The aim of this study was to develop and test eight BPPs, blend pelleted products, based on a new co-product (CR, carinata meal), conventional co-product (CN, canola meal), peas and lignosulfonate compound (feed additive) blended at different levels for ruminants. The parameters investigated included pellet durability index (PDI), bioenergy, protein and carbohydrate (CHO) fractions, bioactive compounds (GS, glucosinolates and CT, condensed tannins), and AA, amino acid profiles. The feed processing was carried out at the Canadian National Feed Research Center (CFRC, University of Saskatchewan, Canada). The results showed that the PDI slightly improved by increasing the level of peas in BPPs or by adding lignosulfonate to BPPs. Total glucosinolates and condensed tannins ranged from 3.46 to 5.86 μmol/g and from 0.19 to 0.33 g/kg DM, respectively. Regarding the bioenergy profile, the CR-based product had higher (P < 0.05) values for NEL, net energy of lactation; NEm, net energy of maintenance, and NEg, net energy for growth compared to the CN-based products. Regarding the protein and CHO profiles, the CN-based products showed higher levels of indigestible protein (PC, 31 vs. 14 g/kg CP, P < 0.05) while lower slowly degradable true protein content (PB2, 33 vs. 12.1 g/kg CP, P < 0.05) relative to the CR-based products.
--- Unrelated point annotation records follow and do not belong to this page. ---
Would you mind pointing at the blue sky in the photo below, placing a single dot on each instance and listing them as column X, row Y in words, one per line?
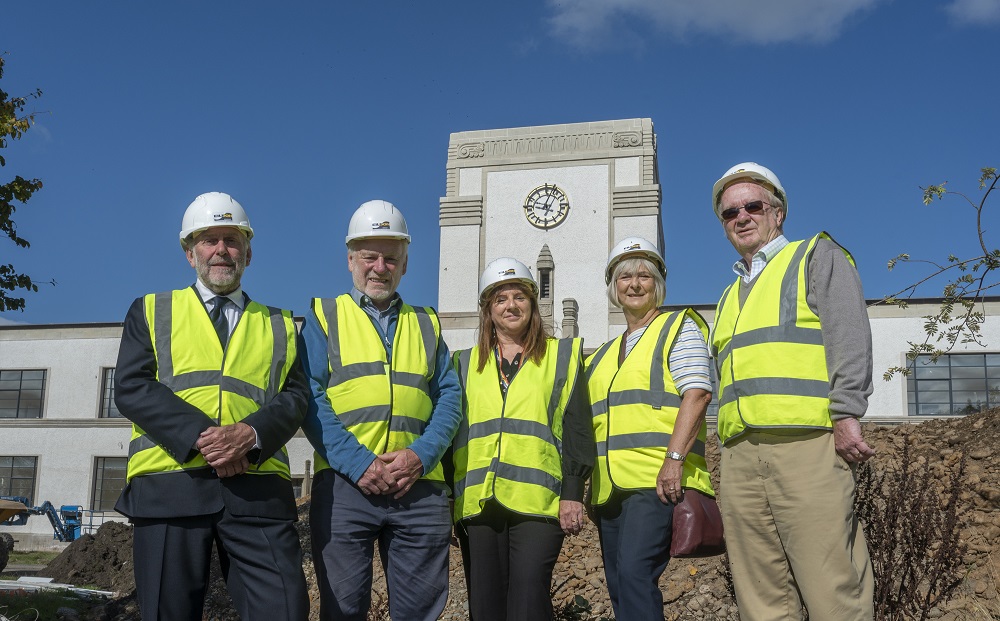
column 305, row 111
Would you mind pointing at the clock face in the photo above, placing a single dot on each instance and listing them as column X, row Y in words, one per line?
column 547, row 206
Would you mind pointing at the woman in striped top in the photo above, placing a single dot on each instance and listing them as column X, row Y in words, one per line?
column 649, row 389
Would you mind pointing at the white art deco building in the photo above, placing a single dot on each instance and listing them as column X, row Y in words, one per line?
column 554, row 197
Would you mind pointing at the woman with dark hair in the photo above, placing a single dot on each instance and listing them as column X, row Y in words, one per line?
column 523, row 452
column 649, row 389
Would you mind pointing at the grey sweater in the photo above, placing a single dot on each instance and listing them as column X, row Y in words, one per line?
column 835, row 295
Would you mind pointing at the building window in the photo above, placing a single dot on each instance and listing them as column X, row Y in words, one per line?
column 109, row 480
column 108, row 407
column 17, row 476
column 955, row 384
column 21, row 393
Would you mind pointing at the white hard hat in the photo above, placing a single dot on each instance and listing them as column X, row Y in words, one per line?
column 214, row 209
column 505, row 270
column 377, row 219
column 750, row 170
column 634, row 247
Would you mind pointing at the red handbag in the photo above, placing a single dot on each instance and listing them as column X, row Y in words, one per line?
column 697, row 526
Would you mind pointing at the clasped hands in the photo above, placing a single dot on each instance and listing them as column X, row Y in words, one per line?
column 225, row 448
column 392, row 473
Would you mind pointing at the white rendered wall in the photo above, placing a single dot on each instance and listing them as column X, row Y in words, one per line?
column 459, row 338
column 458, row 284
column 579, row 268
column 889, row 343
column 628, row 171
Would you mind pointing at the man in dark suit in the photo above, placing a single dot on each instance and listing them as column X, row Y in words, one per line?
column 213, row 386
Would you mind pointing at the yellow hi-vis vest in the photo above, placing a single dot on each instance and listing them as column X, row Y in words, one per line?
column 226, row 385
column 635, row 408
column 510, row 449
column 385, row 406
column 770, row 354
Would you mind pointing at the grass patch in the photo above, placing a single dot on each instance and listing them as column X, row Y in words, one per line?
column 21, row 605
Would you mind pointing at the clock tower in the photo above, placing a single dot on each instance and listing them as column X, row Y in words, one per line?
column 555, row 198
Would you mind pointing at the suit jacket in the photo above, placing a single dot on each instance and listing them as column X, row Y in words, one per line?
column 175, row 425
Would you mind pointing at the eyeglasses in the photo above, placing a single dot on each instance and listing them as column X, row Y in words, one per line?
column 751, row 208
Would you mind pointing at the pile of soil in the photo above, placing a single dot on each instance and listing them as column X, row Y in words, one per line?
column 692, row 588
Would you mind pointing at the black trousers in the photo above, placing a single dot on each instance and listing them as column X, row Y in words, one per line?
column 508, row 561
column 261, row 562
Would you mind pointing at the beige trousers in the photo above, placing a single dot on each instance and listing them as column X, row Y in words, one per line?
column 793, row 538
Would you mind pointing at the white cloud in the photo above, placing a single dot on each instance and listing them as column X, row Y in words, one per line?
column 598, row 23
column 974, row 12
Additionally, the CN-based blend pelleted products had a higher indigestible fiber content (CC, +73 g/kg CHO) relative to the CR-based blend pelleted products. The CN-based products contained higher (P < 0.05) lysine levels (ranging from 57 to 59 g/kg CP) compared to the CR-based products (ranging from 42 to 44 g/kg CP), whereas the CR-based products had the highest content of total amino acids. In conclusion, the new co-product (carinata meal) based pelleted products had higher true nutritive values, and lower glucosinolates and condensed tannins compared to the conventional co-product (canola meal), and could be used as a protein and energy source in animal and metabolic trials to determine its real effect on dairy cattle performance.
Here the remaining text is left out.